Based on the authors' methodology, one would not expect independent researchers conducting a truly perspective study to come anywhere close to reproducing the original authors' claims of predictive value for their factors identified.  This is what has occurred. Multiple studies over more than two decades have demonstrated far lower predictive value of the Kocher Criteria than claimed by the original authors.


Conclusion

Outside research has consistently found the predictive accuracy of the Kocher Criteria to be lower than claimed in the original article.  The exclusion of over 40% of children presenting with hip pain in the original study undermines its predictive claims.  Fever, weightbearing status, white blood cell count, erythrocyte sedimentation rate, and (in the Caird modification of the Kocher criteria) the C-reactive protein provide valuable clinical information.  Limitations of the model should be kept in mind and all relevant clinical factors considered.


References

[1] Kocher MS, Zurakowski D, Kasser JR. Differentiating between septic arthritis and transient synovitis of the hip in children: an evidence-based clinical prediction algorithm. J Bone Joint Surg Am. 1999;81(12):1662-1670. Level III retrospective study [claimed]

[2] Luhmann SJ, Jones A, Schootman M, Gordon JE, Schoenecker PL, Luhmann JD. Differentiation between septic arthritis and transient synovitis of the hip in children with clinical prediction algorithms.
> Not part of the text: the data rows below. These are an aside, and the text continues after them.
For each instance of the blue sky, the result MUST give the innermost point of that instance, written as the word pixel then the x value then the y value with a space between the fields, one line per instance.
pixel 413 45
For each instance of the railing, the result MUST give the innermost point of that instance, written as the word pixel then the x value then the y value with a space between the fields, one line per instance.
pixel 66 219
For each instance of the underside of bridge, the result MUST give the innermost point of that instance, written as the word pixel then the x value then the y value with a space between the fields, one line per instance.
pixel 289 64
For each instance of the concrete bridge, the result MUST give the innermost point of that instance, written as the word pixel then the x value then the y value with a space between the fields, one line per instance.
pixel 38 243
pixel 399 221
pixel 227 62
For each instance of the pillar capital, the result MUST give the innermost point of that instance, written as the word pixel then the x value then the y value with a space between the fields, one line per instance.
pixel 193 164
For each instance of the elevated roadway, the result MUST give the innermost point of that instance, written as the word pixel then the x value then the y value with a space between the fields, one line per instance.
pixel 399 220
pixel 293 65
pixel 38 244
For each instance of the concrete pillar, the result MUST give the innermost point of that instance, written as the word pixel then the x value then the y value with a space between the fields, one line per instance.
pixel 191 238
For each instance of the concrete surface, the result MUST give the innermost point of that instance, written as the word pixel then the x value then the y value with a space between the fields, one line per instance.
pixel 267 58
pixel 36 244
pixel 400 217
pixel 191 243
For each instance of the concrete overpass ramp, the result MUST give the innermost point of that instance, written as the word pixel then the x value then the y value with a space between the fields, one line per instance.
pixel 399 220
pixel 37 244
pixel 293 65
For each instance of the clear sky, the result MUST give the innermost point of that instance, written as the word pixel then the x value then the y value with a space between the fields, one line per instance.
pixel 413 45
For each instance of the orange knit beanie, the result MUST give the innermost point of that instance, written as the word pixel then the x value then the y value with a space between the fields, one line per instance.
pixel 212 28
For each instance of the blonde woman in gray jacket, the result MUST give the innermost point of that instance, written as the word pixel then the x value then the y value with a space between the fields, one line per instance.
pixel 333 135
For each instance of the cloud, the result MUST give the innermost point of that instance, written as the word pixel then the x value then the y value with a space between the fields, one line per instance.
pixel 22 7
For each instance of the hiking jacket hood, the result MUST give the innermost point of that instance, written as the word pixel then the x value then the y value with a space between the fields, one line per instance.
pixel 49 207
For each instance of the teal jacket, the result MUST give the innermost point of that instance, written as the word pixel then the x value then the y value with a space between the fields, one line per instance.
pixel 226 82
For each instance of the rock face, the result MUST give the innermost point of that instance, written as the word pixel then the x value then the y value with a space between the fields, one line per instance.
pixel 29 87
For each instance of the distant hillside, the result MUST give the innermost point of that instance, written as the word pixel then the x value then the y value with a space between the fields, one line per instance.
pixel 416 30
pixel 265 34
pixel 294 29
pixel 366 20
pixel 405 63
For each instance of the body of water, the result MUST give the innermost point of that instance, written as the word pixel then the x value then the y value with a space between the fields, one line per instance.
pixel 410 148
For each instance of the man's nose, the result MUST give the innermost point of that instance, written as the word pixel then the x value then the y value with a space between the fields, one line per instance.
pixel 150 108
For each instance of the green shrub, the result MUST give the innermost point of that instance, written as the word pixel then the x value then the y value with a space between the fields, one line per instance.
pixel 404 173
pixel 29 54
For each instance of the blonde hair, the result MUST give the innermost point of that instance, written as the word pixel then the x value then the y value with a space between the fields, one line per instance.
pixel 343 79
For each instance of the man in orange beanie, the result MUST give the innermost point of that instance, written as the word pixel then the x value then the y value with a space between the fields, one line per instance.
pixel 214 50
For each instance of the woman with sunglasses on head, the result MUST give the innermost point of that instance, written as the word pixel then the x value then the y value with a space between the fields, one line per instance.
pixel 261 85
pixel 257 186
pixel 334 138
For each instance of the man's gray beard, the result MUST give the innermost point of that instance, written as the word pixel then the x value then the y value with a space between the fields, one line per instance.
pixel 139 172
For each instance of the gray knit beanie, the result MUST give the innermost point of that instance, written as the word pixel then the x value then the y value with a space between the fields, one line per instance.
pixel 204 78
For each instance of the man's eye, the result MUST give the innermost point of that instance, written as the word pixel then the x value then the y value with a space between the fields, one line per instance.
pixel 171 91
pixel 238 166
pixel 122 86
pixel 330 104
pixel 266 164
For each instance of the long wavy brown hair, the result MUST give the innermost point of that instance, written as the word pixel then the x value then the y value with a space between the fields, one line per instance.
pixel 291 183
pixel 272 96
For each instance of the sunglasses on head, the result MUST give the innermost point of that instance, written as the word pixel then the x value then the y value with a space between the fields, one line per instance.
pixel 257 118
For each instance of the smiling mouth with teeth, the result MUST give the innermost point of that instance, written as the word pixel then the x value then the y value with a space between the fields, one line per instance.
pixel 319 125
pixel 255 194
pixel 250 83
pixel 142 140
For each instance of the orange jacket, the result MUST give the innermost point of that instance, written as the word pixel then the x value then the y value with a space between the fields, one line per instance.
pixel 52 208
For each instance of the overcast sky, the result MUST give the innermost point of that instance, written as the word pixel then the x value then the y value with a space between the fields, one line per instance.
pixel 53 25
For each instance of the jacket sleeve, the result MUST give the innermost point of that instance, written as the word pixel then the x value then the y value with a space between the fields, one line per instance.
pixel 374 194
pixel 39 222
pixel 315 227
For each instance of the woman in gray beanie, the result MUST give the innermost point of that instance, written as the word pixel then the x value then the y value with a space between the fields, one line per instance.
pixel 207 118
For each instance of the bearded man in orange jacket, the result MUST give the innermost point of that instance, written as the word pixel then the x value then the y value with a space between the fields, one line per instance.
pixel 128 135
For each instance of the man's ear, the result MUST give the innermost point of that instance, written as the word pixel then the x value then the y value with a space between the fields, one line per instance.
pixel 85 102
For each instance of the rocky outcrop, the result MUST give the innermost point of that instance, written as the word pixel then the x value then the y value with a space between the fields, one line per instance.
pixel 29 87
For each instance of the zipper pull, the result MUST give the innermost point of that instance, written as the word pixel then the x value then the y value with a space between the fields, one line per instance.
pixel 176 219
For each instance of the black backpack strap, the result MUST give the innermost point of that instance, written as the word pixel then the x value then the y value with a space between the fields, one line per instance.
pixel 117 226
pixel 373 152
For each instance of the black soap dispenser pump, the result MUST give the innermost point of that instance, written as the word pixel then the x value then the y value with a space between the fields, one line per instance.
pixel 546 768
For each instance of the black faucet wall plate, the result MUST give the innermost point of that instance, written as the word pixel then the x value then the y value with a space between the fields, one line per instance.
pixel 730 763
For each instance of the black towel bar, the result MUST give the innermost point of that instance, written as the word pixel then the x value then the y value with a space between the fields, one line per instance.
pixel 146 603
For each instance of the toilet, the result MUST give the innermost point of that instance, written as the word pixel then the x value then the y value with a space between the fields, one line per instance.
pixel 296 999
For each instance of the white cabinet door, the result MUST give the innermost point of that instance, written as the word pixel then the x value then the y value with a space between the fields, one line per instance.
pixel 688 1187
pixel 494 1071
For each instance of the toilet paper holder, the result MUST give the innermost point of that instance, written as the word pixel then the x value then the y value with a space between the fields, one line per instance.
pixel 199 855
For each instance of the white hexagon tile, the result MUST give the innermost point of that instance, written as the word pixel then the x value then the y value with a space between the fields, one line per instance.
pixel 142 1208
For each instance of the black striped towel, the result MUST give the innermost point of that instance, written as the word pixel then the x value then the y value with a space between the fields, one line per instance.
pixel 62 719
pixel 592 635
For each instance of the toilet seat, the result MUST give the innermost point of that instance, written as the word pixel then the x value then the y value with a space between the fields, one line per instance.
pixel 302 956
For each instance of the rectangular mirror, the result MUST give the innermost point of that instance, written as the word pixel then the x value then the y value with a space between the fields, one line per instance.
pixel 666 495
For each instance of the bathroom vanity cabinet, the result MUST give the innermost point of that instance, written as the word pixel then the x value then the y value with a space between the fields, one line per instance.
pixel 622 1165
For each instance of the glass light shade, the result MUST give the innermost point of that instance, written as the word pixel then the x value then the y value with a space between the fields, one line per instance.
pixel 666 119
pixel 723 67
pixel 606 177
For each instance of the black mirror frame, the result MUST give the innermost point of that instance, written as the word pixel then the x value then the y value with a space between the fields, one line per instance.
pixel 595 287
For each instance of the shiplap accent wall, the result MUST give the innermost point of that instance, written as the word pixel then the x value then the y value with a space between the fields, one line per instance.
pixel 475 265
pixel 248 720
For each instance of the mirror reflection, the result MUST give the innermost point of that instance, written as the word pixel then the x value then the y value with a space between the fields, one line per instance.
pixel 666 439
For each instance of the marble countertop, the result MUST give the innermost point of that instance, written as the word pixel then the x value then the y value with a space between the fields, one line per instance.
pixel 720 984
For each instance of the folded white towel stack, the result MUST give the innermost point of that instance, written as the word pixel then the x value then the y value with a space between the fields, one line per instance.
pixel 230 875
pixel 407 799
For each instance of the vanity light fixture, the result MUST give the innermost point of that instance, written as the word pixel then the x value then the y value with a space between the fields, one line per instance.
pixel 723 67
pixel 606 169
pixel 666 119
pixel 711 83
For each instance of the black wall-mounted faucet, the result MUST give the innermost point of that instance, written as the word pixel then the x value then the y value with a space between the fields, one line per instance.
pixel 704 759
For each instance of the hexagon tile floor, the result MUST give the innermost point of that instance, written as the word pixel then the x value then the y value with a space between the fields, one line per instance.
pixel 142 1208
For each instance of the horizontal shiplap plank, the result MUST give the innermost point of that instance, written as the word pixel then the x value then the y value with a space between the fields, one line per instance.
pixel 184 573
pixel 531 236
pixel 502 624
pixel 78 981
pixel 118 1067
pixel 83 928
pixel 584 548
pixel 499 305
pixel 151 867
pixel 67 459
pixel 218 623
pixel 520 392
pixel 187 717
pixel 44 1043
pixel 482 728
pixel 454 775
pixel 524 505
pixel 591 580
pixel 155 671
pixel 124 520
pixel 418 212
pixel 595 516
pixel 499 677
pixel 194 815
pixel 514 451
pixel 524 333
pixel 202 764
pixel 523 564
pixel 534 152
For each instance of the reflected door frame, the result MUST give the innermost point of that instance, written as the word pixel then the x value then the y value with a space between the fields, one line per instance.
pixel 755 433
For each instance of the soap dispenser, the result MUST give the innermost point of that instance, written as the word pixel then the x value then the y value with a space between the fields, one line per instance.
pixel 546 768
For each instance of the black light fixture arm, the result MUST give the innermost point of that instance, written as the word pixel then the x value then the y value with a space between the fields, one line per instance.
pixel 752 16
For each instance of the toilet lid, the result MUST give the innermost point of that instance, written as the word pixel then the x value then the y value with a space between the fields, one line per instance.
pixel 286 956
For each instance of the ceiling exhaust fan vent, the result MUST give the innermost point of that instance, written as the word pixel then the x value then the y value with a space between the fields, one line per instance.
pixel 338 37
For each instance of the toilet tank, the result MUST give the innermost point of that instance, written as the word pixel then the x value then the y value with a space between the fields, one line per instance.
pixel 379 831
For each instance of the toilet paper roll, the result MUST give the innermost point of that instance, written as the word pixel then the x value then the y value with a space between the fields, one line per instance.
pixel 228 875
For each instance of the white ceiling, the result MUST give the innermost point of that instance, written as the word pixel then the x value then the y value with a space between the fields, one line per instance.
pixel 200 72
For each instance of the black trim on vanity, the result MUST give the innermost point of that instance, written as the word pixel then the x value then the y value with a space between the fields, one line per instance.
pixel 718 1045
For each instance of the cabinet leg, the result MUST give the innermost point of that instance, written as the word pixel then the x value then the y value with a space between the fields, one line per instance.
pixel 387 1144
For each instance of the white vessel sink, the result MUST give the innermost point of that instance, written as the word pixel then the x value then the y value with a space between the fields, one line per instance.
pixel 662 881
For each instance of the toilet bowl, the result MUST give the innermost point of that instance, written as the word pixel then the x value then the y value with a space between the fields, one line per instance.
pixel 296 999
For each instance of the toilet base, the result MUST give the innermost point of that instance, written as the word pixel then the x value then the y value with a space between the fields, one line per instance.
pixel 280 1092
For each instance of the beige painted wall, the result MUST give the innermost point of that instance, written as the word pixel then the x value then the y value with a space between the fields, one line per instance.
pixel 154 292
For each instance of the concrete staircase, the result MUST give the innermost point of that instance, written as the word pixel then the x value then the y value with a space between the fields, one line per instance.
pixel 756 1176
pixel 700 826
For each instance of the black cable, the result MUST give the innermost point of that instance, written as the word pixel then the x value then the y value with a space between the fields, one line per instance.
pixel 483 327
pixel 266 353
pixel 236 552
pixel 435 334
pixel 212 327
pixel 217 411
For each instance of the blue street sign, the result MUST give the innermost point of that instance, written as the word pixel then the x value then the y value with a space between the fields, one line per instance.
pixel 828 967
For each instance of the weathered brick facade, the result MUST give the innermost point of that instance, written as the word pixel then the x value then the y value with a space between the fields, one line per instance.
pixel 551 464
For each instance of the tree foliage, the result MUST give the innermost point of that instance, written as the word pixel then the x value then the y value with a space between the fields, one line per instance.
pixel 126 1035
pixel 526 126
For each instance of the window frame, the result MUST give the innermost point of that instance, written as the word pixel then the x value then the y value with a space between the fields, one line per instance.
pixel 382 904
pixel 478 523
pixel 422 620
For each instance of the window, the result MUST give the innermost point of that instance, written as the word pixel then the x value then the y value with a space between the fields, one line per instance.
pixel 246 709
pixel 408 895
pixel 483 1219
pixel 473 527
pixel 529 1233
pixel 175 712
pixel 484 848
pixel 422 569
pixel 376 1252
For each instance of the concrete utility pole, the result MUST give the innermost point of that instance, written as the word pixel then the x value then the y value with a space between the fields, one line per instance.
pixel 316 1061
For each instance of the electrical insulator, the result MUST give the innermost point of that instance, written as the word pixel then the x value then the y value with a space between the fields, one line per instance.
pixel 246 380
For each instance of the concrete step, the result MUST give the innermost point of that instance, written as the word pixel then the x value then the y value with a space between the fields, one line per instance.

J Bone Joint Surg Am. 2004;86(5):956-962. doi:10.2106/00004623-200405000-00011.

[3] Caird MS, Flynn JM, Leung YL, Millman JE, D'Italia JG, Dormans JP. Factors distinguishing septic arthritis from transient synovitis of the hip in children. A prospective study. J Bone Joint Surg Am. 2006;88(6):1251-1257. doi:10.2106/JBJS.E.00216. Level II prospective cohort study*

[4] Sultan J, Hughes PJ. Septic arthritis or transient synovitis of the hip in children: the value of clinical prediction algorithms. J Bone Joint Surg Br. 2010;92(9):1289-1293. doi:10.1302/0301-620X.92B9.24286

[5] Nickel AJ, Bretscher BS, Truong WH, Laine JC, Kharbanda AB. Novel Uses of Traditional Algorithms for Septic Arthritis. J Pediatr Orthop. 2022;42(2):e212-e217. doi:10.1097/BPO.0000000000002024. Level III retrospective study

[6] Obey MR, Minaie A, Schipper JA, Hosseinzadeh P. Pediatric Septic Arthritis of the Knee: Predictors of Septic Hip Do Not Apply. J Pediatr Orthop. 2019;39(10):e769-e772. doi:10.1097/BPO.0000000000001377. Level III retrospective study


Any opinions expressed are solely those of the author and not those of Cure 4 The Kids Foundation.